The Gerontology Institute’s Pension Action Center is part of the McCormack Graduate School at UMass Boston. It provides free legal assistance to low- and moderate-income workers, retirees and their survivors in the six New England states and Illinois whose pension benefits have been wrongfully denied. This is one in an occasional series of posts about cases the center pursues on behalf of its clients.
Couples who go through a divorce need to sort out many financial issues. Settling rights to pension benefits can be an important part of the process.
But a divorce may take place many years or even decades before a pension begins to pay a benefit.

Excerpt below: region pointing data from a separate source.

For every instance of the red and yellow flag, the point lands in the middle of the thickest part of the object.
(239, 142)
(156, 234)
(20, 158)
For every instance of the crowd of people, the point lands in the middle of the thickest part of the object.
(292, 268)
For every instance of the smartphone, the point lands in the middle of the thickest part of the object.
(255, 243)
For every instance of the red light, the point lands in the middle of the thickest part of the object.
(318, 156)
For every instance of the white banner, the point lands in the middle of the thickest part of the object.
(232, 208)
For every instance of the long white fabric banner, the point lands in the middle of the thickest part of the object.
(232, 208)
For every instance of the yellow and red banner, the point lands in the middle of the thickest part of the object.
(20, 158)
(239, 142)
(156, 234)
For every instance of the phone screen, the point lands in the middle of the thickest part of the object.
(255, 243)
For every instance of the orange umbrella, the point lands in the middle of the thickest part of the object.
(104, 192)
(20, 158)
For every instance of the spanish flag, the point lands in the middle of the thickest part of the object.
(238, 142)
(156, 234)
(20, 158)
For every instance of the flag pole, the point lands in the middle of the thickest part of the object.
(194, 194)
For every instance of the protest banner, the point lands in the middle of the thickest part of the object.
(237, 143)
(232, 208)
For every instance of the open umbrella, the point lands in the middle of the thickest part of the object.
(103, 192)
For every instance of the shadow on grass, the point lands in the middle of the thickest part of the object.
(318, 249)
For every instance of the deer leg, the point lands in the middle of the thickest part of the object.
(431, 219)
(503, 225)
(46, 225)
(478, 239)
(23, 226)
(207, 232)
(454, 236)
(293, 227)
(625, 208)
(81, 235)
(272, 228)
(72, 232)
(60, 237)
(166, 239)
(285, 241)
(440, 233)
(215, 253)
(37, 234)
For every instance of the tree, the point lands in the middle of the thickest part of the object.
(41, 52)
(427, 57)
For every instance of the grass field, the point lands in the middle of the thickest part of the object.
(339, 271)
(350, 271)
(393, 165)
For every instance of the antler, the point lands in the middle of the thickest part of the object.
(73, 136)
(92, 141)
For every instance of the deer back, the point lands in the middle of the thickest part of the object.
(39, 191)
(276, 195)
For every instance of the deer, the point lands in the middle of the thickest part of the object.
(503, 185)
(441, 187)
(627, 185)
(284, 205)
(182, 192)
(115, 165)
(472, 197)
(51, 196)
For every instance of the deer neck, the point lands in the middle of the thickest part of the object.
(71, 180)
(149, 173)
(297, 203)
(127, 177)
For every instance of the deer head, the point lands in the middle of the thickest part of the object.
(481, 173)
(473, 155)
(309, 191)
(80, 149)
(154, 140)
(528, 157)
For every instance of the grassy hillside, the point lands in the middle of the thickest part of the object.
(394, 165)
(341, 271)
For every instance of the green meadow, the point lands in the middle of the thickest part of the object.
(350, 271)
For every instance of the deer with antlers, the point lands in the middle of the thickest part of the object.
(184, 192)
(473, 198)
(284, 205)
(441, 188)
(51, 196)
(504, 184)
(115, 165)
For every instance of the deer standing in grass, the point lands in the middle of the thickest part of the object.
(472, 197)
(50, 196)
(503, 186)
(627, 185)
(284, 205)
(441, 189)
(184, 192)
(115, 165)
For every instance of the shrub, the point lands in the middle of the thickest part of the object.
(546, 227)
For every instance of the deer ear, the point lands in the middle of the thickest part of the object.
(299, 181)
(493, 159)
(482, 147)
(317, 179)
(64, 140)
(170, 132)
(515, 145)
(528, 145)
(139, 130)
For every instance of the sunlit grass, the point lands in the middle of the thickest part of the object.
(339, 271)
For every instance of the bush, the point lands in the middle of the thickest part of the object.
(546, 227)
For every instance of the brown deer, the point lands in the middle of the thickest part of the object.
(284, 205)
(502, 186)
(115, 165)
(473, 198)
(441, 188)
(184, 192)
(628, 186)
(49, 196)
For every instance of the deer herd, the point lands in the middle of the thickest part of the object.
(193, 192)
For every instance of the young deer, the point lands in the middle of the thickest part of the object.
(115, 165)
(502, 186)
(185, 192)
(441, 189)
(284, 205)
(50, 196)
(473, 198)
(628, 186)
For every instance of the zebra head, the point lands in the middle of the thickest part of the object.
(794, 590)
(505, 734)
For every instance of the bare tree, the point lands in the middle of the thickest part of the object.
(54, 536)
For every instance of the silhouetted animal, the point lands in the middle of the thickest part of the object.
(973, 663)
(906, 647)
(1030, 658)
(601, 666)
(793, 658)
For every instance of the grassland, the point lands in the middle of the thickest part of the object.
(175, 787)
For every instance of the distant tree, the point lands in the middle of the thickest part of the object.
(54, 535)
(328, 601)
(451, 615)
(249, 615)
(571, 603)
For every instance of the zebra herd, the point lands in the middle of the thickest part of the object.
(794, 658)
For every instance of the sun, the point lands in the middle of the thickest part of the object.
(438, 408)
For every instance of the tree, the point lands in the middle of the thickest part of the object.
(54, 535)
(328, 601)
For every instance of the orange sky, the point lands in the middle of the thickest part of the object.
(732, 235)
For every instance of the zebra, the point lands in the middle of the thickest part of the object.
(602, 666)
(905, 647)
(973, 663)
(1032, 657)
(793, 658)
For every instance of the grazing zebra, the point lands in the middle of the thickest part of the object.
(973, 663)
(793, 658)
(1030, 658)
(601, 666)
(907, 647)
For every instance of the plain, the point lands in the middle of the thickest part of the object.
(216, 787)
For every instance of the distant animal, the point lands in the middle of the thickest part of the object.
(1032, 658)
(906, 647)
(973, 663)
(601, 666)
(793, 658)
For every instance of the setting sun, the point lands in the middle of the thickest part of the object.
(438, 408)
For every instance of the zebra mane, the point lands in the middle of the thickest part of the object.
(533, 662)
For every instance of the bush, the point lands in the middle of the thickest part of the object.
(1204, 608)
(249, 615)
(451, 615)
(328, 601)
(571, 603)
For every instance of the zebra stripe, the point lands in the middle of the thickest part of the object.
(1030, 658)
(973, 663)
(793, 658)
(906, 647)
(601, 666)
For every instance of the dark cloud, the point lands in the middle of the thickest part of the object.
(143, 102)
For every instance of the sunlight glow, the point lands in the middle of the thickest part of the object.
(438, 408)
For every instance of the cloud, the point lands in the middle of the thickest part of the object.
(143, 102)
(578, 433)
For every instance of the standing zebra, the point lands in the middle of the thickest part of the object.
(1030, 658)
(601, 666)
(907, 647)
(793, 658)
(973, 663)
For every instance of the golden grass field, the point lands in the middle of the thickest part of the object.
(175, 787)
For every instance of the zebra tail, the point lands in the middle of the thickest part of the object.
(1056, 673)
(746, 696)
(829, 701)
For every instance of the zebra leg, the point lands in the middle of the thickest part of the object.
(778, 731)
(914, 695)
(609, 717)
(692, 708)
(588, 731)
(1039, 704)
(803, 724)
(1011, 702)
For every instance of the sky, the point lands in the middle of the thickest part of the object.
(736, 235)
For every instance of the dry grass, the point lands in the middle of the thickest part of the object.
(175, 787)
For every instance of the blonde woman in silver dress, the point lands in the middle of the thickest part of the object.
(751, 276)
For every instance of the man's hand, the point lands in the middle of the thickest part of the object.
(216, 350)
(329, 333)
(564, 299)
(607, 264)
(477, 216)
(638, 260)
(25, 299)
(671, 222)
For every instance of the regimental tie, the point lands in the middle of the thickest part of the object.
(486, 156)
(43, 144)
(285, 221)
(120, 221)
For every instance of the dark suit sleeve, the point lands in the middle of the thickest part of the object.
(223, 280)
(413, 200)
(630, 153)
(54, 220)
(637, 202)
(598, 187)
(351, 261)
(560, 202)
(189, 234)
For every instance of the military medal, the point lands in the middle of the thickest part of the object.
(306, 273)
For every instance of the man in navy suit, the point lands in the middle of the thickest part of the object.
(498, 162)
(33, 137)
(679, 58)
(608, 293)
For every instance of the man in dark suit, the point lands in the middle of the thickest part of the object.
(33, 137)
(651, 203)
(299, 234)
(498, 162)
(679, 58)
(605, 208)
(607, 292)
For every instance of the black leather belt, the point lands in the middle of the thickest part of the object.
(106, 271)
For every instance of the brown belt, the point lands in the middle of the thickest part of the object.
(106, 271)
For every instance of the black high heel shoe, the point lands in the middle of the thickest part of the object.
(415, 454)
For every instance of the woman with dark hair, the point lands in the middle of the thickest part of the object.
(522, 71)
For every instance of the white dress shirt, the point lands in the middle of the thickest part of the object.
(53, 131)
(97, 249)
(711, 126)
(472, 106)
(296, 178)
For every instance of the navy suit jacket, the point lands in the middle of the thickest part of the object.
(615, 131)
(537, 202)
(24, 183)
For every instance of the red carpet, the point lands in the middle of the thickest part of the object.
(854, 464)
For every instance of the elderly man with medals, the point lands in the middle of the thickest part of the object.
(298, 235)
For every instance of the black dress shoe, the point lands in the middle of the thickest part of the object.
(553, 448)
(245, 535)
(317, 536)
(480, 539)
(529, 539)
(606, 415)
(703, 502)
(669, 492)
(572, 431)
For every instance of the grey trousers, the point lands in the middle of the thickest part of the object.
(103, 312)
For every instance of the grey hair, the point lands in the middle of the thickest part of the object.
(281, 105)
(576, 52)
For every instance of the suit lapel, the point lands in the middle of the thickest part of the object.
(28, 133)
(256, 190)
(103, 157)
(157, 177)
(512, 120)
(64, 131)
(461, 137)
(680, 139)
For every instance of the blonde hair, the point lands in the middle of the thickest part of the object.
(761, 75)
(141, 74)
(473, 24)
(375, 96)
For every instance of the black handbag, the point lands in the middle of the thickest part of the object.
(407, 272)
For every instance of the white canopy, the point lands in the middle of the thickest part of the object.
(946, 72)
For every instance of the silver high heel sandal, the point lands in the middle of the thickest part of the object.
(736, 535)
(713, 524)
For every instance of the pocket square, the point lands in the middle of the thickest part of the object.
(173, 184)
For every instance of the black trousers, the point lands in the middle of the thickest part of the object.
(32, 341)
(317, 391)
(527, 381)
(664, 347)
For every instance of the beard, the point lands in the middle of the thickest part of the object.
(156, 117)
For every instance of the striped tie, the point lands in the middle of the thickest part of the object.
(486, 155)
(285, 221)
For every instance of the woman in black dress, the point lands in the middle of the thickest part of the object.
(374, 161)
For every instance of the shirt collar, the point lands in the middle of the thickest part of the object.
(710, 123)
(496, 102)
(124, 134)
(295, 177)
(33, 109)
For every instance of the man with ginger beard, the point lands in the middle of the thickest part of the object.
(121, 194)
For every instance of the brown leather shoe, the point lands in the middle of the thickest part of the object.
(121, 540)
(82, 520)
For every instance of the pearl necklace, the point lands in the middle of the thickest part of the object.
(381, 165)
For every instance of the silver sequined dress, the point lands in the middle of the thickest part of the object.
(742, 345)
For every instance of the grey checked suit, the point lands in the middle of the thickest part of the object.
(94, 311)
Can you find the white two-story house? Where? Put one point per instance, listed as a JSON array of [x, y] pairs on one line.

Over that time, a lot can happen to separate former spouses from benefits they are legally entitled to collect.
That’s what brought a 75-year-old woman from greater Boston to the Pension Action Center. She was living on less than $20,000 per year and hadn’t been receiving the benefits she was due from her ex-husband’s pension.
The couple divorced in 1991 and, at that time, the client had obtained a Qualified Domestic Relations Order (QDRO) outlining her future rights to her husband’s retirement benefit.
“Pensions and retirement benefits are not automatically split in a divorce, but they may be one of the biggest financial assets a couple has,” said PAC Director Jeanne Medeiros.
“It is crucial to get a domestic relations order from the court at the time of the divorce for an ex-spouse to be entitled to a fair share of the retirement benefits,” she said. “In this case, our client had done exactly that, but still had a problem receiving the money to which she was entitled.”
The Pension Action Center took on the Boston-area woman’s case more than quarter century after the couple had divorced. Over those years, the company where the client’s ex-husband worked had been bought and sold several times.
After a lengthy investigation, pension counselor Maureen Egan was able to identify the corporate successor as GKN North America and determined that the pension benefits in question were being paid through Prudential Retirement Services.
When contacted, Prudential seemed unaware that a QDRO existed and had been paying the ex-husband a full monthly benefit without reducing it to account for the lifetime share and survivor benefit due to the center’s client.
Prudential initially said the woman could not receive those benefits because her ex-husband was already in pay status receiving a single-life annuity. The PAC filed a claim on her behalf, arguing the client had a valid QDRO and that the plan had failed to keep accurate records necessary to properly administer benefits.
The plan then agreed, paying the client $9,885 retroactive to 2005 and establishing her pension benefit on an ongoing basis.
“Our client would never have been able to get her rightful benefit on her own,” said Egan. “She did not have the resources to hire a private attorney or conduct a lengthy investigation. For a person who lives on a very modest income, these benefits are vital. We are so happy that, through our work, she will now be more financially secure.”